Seminar: Christian Toennesen, "Ethicising: what it means for a company to do sustainability"

Past Event

Date
23 October 2009, 1:15pm - 2:30pm

Location
School of Geography and Environment
South Parks Road, Oxford OX1 3QY

Abstract: In debates around what constitutes an ethical (sustainable, responsible, etc.) company, it is often assumed that we know and agree on what these terms mean. That is rarely the case, though. Like 'globalisation' and 'culture', 'ethics', 'sustainability' and 'CSR' have thus become residual categories. Based on detailed work studies within three avowedly sustainable businesses - a property company, a consultancy and an oil company - I argue that organisations produce their own rights and wrongs. Responsible behaviour then emerges as multiple and often conflicting ways of doing things. In coming to grips with the idea of a sustainable company, I identify three mechanisms by which professionals manage to cope with such complexity: by producing an infinite number of standards, by using only certain technologies and rejecting others and, lastly, by creating sophisticated vocabularies to describe the inferiority of other companies/people with ethical aspirations.

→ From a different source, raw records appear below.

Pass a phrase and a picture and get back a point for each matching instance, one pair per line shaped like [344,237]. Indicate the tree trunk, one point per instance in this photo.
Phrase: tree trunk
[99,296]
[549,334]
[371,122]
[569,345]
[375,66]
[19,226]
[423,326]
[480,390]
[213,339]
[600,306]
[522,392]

Christian Toennesen was the first recipient of the James Martin Scholarship, enabling him to pursue a doctorate in Management Studies at the Said Business School. As part of his studies, he has spent time at CERN in Geneva, at University of California Berkeley, in the Russian Arctic as well as The Hague. He has lectured on topics such as innovation & sustainability, sociology of technology and business ethics to undergraduates and MBA students. Professionally, Christian is delighted to put his skills to work in areas where nothing is ever just black and white. His greatest CR interests revolve around how media organisations can raise the bar for social and environmental awareness and performance, and how industrial enterprises can successfully align sustainability practice with business strategy. A Navy alumnus, he has degrees in information science and sociology of technology. Born and bred in Denmark, Christian lives in London and spends his spare time trying to get under the 3-hour mark on the marathon distance.